It is true that some European stink..... Years a go I was in casa Nelson Pto. Pta. trying to sell something to Dona Angelita the owner, three white Europeans passed by my side and the bad smell was about to induce my vomit.

Fo, que maldito bajo.

JJ

well in essence, cities are just a whole lot of people. if there were no people, there would be no trash. my whole argument is that this has a much to do with a sense of hygiene as keeping yourself clean. europeans get the creeps because of the smell of the trash and the thought of the rats, cockroaches and whatnot it attrackts, just as dominicans are disgusted by body odor. when they come home, they will also tell people as horrified of what they experienced as people are doing in this threat.

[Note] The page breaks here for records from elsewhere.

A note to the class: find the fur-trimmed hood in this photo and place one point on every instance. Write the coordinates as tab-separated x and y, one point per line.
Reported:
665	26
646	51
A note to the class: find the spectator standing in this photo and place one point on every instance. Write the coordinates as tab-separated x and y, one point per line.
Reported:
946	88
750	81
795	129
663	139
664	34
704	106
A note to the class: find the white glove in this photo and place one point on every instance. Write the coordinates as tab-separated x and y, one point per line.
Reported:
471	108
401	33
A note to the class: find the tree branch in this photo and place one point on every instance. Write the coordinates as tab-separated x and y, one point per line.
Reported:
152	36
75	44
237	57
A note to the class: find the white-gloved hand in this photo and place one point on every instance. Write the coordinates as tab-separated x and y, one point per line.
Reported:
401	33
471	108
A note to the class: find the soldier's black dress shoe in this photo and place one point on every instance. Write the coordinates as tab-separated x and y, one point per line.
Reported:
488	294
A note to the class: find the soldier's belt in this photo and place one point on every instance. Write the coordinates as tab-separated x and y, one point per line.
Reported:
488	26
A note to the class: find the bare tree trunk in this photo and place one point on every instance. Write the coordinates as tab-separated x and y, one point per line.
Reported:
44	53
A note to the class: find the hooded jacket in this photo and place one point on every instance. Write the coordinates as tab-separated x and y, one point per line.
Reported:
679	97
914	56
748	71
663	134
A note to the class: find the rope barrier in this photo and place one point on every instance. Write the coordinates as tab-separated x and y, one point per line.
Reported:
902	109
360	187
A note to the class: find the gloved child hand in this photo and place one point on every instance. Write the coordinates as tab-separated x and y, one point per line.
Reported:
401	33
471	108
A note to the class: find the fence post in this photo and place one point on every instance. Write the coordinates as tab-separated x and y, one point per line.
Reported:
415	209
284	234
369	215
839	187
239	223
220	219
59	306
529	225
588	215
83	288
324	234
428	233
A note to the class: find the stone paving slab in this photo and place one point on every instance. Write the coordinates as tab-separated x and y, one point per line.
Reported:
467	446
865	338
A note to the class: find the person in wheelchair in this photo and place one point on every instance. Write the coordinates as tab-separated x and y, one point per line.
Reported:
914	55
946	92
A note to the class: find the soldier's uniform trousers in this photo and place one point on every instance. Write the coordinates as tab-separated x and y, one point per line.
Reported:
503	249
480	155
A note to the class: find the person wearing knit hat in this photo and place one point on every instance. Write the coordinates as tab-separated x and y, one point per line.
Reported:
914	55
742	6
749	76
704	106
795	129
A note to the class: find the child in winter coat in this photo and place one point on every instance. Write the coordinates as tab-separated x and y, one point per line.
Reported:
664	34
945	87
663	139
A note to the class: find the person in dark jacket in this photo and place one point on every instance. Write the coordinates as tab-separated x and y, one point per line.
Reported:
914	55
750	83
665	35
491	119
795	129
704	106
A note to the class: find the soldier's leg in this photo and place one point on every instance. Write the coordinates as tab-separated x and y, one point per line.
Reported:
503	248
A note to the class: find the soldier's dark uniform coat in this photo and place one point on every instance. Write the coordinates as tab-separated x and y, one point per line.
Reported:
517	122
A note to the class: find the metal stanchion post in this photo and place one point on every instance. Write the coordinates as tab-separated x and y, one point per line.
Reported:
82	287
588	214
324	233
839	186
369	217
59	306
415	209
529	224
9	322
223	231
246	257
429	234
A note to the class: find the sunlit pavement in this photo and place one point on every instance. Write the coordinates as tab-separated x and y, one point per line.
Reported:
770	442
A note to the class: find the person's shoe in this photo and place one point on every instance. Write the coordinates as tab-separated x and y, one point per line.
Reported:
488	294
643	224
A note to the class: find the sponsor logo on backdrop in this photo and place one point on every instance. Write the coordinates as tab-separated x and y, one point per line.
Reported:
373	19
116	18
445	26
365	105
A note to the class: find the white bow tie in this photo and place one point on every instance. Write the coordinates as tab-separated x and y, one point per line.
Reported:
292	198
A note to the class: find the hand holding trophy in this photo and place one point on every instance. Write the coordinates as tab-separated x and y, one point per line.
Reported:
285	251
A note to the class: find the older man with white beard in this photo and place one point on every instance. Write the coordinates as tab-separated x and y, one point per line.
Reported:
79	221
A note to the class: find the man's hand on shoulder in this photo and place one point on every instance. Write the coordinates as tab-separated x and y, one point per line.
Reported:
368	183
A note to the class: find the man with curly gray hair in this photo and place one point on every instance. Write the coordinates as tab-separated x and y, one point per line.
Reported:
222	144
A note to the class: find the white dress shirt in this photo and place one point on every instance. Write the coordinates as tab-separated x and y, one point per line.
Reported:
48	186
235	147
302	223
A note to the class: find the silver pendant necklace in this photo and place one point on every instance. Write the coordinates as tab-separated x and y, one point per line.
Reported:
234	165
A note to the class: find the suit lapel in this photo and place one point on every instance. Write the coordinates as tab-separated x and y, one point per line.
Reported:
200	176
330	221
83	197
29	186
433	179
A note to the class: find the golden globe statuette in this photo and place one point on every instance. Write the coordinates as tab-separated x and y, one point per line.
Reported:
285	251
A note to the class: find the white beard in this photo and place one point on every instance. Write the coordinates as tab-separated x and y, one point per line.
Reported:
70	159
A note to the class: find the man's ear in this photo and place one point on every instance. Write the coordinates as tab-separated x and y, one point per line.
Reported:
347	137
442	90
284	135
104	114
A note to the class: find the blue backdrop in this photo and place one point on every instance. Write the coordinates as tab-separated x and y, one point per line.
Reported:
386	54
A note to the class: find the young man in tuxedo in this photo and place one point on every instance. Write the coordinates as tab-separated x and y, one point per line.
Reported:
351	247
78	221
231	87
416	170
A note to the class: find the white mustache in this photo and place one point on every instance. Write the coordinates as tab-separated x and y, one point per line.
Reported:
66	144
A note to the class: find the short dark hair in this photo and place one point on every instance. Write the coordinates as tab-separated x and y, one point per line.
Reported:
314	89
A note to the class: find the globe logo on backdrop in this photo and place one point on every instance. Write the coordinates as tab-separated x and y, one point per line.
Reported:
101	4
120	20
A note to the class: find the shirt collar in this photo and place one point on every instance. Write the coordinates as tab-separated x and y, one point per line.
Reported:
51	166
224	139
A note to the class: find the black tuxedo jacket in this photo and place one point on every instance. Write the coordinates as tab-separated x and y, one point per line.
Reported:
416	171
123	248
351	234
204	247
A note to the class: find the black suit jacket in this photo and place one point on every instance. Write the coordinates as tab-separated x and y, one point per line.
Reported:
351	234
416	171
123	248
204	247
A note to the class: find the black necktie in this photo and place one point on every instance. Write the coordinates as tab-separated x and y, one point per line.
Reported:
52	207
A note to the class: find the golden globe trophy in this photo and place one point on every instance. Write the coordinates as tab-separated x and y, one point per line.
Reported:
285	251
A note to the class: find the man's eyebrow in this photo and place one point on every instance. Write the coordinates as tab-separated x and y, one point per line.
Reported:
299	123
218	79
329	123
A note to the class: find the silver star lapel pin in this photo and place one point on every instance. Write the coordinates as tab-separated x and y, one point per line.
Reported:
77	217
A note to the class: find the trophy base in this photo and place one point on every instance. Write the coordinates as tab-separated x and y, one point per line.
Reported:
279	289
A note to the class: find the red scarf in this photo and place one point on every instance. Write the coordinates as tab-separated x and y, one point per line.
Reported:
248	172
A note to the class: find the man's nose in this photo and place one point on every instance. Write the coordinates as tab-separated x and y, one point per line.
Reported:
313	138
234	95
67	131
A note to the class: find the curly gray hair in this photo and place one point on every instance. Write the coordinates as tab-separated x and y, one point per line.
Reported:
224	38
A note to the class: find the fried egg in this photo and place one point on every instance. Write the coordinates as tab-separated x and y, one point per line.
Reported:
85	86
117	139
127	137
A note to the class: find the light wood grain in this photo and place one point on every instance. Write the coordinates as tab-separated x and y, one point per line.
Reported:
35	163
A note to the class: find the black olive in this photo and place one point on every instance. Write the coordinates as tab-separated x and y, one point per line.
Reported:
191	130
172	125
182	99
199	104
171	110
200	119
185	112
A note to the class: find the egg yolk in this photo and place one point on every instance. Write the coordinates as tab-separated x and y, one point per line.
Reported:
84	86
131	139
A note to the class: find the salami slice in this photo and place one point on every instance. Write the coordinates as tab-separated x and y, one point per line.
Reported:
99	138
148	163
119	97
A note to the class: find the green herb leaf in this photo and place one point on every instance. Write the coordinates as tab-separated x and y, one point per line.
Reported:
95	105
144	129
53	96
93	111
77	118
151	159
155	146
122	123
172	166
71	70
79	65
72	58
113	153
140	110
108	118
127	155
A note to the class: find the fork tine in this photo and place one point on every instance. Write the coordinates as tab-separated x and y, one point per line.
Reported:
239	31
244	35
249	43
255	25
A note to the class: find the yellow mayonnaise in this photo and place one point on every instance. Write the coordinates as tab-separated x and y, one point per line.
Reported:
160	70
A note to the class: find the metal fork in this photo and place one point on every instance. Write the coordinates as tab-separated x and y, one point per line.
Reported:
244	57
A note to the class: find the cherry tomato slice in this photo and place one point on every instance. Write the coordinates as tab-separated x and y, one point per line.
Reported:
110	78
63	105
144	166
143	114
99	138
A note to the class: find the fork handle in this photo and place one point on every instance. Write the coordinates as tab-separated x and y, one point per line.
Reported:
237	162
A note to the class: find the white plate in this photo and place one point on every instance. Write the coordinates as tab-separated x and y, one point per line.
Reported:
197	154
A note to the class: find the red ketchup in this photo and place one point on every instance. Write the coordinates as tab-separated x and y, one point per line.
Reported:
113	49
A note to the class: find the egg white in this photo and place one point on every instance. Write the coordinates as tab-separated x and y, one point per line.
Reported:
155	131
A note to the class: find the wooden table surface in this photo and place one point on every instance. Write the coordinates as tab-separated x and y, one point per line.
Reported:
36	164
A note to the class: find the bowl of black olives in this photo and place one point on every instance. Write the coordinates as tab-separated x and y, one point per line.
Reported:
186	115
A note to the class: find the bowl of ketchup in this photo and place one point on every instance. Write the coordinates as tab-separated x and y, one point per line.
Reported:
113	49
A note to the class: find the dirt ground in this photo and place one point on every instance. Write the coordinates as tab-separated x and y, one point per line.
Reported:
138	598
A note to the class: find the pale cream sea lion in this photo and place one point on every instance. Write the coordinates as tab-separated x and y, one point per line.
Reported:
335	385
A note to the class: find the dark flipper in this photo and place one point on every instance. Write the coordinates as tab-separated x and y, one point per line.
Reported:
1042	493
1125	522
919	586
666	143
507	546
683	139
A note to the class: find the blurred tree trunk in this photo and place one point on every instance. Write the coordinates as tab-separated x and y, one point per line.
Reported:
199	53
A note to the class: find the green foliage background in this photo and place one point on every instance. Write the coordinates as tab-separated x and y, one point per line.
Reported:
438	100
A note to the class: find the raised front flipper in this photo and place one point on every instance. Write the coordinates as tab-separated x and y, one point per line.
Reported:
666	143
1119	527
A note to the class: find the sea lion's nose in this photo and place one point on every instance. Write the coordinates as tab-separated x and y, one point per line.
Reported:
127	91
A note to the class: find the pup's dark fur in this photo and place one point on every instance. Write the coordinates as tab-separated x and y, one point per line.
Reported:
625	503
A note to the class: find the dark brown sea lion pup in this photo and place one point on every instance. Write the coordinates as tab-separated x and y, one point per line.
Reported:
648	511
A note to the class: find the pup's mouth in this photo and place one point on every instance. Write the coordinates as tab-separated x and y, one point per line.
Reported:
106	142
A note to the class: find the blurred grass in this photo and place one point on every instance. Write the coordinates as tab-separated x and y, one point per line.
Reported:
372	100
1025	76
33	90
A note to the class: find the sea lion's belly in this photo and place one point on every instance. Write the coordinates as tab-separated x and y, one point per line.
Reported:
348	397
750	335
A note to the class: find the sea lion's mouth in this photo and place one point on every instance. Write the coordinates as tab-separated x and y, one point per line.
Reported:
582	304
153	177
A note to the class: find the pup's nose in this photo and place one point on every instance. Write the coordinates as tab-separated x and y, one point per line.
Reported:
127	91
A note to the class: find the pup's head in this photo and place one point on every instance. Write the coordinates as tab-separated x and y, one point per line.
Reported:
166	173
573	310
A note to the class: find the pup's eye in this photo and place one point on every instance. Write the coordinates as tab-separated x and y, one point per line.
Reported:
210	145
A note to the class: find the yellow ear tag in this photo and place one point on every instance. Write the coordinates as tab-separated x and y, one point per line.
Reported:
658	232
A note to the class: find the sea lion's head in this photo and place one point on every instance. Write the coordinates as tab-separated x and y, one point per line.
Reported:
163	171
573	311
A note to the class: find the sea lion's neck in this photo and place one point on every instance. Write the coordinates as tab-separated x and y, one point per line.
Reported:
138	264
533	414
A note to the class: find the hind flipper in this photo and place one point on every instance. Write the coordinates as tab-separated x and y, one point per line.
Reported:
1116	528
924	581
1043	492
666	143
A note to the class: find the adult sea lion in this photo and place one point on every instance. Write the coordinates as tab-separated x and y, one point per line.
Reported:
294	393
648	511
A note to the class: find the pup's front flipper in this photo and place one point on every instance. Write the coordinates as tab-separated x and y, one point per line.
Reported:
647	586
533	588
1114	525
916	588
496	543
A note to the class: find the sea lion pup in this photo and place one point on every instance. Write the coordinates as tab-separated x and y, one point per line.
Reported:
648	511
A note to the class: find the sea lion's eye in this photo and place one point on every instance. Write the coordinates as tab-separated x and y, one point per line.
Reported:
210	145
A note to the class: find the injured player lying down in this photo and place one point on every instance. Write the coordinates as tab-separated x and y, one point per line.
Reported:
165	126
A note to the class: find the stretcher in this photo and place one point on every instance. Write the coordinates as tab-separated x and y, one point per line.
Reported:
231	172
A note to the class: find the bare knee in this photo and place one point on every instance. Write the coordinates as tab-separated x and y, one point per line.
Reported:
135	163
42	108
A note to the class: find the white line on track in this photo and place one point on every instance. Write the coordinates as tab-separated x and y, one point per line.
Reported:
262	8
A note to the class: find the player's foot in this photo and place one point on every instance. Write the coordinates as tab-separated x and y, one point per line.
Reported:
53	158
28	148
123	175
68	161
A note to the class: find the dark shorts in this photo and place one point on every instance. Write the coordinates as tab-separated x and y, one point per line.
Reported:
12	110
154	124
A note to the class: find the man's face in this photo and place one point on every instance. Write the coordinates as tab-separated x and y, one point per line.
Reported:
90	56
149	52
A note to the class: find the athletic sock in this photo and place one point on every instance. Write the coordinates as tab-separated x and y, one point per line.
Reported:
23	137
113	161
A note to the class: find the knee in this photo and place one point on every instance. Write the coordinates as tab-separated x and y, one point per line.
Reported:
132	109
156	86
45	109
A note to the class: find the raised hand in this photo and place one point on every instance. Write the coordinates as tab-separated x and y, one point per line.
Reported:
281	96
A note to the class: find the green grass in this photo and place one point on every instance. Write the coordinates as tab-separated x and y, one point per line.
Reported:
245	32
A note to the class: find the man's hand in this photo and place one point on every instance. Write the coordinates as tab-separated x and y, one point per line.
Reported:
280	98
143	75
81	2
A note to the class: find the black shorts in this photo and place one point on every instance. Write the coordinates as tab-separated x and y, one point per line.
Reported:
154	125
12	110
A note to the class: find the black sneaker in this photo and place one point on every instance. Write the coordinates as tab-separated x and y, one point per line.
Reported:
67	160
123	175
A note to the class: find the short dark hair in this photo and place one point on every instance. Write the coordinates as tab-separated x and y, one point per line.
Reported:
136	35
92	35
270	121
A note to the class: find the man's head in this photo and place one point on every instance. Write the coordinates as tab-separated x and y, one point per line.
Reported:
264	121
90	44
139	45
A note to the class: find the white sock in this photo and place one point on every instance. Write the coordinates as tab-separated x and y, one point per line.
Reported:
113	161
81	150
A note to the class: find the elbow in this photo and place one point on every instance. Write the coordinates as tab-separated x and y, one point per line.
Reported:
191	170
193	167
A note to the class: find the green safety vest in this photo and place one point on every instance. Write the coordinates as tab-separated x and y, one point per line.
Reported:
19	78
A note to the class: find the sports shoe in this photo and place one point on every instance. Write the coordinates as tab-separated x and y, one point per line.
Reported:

and yes it is true, there are europeans in the dr who smell bad. most of them will smell perfectly fine in europe, it is just that they are not used to showering at least three times a day. this is because in europe it is first off not necessary because of the different climate, and second it is considered a waste of natural resources. than there are those who grew up in different times, and it was simply too expensive to bathe everyday. some people are just not as quick in picking up on local customs as others, so i guess telling them in a polite way would be the solution here.

there is of course also the legacy of the middle ages and renaissance, where europeans really had low standards of hygiene (not washing themselves, defecating in the streets, and throwing trash out of the window), but once we found out what caused the plague, most countries got rid of that.